A query language that uses the structure of XML intelligently can express queries across all kinds of data, whether physically stored in XML or viewed as XML via middleware. This specification describes a query language called XQuery, which is designed to be broadly applicable across many types of XML data sources. . . .

XQuery is designed to meet the requirements identified by the W3C XML Query Working Group XML Query 1.0 Requirements and the use cases in XML Query Use Cases. It is designed to be a language in which queries are concise and easily understood. It is also flexible enough to query a broad spectrum of XML information sources, including both databases and documents.[1]

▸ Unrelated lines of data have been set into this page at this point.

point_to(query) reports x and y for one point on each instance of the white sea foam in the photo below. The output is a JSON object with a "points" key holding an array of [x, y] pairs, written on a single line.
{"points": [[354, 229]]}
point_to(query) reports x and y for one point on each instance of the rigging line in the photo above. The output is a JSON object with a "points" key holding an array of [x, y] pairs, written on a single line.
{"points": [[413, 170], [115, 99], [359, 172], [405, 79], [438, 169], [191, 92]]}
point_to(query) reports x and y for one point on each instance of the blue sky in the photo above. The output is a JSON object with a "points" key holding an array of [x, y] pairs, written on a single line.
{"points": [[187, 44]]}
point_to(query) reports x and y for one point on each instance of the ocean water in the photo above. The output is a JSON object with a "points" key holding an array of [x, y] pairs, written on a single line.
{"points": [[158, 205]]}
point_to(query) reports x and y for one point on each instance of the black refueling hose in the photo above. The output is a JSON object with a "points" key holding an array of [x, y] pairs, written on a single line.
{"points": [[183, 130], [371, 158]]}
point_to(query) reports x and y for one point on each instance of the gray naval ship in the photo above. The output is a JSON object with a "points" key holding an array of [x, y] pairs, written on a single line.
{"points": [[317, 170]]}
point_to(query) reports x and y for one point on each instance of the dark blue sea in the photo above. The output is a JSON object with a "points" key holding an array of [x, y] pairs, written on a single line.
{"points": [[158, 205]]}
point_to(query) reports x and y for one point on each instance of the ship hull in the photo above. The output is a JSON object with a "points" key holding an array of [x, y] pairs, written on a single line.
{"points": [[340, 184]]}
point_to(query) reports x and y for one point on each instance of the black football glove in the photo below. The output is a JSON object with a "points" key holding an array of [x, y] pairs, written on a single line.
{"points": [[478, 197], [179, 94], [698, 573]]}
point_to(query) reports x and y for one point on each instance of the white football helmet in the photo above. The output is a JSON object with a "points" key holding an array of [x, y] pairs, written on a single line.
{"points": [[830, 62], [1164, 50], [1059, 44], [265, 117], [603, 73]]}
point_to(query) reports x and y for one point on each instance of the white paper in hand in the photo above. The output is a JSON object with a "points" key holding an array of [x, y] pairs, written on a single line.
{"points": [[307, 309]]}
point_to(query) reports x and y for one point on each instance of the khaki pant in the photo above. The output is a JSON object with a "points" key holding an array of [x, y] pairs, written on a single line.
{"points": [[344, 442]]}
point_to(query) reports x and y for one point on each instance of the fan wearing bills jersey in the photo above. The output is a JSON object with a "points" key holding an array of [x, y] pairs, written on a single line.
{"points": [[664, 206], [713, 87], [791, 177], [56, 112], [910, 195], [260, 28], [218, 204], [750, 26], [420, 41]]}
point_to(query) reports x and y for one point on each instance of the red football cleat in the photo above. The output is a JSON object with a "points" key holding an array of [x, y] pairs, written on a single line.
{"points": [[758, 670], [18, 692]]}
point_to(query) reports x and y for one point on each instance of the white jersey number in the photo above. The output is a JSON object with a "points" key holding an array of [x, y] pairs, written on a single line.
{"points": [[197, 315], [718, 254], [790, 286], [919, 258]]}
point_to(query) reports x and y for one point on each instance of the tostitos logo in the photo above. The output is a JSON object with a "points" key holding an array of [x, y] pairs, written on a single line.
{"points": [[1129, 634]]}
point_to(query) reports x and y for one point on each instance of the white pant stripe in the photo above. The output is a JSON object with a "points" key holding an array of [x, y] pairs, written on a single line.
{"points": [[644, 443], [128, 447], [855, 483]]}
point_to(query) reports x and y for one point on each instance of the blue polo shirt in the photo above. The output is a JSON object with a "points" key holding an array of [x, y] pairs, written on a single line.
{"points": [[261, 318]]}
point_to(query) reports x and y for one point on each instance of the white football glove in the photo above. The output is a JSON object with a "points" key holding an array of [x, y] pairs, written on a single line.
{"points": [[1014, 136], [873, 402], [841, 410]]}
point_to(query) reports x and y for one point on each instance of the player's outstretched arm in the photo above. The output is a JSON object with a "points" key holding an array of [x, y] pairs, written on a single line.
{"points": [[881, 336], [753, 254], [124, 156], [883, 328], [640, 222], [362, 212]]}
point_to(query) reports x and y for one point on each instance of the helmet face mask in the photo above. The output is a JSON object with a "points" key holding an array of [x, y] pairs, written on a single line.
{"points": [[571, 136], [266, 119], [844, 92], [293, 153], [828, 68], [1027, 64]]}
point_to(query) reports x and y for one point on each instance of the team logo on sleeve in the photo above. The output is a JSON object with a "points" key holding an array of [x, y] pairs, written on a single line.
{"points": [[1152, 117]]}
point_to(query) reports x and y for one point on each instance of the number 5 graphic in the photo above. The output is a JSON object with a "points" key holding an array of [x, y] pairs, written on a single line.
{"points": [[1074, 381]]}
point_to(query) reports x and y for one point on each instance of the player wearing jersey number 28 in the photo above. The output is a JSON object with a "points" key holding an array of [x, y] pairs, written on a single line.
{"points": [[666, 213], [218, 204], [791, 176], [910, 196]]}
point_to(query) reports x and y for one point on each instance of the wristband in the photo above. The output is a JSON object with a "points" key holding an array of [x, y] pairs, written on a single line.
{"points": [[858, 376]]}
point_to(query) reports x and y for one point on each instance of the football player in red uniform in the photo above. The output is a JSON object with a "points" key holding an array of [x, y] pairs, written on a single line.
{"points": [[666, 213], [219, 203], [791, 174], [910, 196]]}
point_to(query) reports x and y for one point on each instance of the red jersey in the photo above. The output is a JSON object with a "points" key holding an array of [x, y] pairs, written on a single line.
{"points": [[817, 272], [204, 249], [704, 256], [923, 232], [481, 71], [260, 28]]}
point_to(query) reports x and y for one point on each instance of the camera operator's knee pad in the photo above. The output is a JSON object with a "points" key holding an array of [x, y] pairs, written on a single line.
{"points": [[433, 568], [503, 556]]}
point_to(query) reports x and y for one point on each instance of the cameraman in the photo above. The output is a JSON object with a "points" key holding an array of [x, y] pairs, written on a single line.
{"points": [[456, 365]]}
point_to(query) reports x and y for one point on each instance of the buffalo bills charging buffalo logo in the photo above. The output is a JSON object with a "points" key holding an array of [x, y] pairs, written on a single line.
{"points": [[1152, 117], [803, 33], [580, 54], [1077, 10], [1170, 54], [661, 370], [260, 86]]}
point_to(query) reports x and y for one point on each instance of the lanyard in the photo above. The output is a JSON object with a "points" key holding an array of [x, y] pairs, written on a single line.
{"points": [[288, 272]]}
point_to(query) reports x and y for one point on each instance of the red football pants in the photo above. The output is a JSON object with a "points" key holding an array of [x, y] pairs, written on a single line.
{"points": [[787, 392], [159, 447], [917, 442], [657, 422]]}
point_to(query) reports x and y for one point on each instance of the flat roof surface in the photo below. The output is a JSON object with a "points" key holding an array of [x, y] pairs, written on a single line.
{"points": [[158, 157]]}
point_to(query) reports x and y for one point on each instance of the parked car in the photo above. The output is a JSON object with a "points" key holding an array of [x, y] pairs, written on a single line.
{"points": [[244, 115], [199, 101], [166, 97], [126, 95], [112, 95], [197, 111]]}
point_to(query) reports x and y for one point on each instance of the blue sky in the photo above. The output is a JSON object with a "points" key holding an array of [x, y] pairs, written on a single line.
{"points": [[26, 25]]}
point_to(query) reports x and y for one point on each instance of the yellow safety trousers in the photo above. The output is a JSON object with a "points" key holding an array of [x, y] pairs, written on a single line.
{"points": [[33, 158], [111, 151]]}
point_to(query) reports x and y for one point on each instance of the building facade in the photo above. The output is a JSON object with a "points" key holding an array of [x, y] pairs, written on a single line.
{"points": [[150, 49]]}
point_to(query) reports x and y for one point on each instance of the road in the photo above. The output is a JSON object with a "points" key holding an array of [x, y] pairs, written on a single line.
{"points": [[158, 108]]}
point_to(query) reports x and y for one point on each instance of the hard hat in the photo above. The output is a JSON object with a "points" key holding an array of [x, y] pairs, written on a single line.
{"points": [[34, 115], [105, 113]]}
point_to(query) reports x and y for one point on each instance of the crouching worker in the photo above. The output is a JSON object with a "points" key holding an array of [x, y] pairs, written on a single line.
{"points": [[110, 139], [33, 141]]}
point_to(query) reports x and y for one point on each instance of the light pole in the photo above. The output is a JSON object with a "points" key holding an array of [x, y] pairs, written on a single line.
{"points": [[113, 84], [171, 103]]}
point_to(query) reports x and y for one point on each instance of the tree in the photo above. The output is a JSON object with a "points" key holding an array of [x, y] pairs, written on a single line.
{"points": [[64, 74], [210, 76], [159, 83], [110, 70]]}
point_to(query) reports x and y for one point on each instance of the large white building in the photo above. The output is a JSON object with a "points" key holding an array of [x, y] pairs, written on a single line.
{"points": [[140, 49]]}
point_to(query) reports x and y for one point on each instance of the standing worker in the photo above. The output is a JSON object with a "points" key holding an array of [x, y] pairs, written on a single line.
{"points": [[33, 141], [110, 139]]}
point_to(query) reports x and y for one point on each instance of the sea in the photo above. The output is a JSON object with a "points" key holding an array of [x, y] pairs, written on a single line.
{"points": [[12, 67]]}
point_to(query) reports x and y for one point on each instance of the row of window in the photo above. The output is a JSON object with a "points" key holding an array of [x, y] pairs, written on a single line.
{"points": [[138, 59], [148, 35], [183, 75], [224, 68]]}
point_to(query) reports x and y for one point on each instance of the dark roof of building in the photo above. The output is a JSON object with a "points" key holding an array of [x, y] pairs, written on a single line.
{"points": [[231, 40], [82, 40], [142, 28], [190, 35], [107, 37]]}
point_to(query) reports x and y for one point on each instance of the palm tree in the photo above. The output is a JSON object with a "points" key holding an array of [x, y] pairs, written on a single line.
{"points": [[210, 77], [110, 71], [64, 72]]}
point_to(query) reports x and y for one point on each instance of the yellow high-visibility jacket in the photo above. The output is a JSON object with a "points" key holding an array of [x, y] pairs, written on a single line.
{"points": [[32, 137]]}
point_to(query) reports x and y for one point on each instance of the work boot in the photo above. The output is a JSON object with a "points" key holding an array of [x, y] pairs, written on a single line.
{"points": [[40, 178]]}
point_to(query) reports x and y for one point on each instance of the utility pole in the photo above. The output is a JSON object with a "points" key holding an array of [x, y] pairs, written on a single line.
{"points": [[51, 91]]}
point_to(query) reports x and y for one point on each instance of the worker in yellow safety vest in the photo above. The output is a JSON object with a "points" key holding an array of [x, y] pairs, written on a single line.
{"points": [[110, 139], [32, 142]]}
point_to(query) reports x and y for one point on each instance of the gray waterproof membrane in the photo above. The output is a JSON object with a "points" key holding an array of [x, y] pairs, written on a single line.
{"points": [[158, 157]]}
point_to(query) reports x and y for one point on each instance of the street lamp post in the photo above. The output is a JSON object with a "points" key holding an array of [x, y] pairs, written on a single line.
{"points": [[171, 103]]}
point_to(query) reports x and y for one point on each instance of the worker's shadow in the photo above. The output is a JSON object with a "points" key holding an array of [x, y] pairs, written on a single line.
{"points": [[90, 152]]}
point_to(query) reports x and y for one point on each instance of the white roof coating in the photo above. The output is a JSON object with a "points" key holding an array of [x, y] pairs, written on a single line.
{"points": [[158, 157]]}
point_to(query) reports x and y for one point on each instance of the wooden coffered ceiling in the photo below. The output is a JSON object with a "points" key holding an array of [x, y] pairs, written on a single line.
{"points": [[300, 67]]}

Essentially XQuery can be paraphrased in the following statement:

[1] From the W3C's "XQuery 1.0: An XML Query Language." Accessed in May 2003 at http://www.w3.org/TR/xquery/.

XQuery is to XML as the SQL language is to relational databases.

Chapter 8 details more on the XQuery language, but primarily it was designed to provide the following benefits to XML.

  • XQuery has a greater expressiveness than SQL in its ability to perform complex query operations such as joins, ordering, sorting, and so on.

  • It has a human-friendly syntax, as opposed to XSLT (which has XML syntax). Note that XQuery does include an XML syntax called XQueryX, but this is unlikely to be supported in Microsoft products because of the availability of XSLT.

  • It is strongly typed at both runtime and compile time; that is, through the use of W3C XML Schema types you can query for particular types of data in the data source.

  • It has a rich set of functions and operators based on the W3C XML Schema types.

From an application development perspective, XQuery provides distributed queries across numerous data sources that are exposed as XML. By taking advantage of the XML provider model mapped over data stores, XQuery is set to become a universal query language for data integration across disparate sources.

The landscape for XML is changing as rapidly now as when XML was first unleashed five years ago. More XML content is being produced at an increasingly rapid rate, relational DBMSs have evolved to store this content as a native type, and the emergence of XQuery provides a language to easily query, aggregate, and manipulate this data.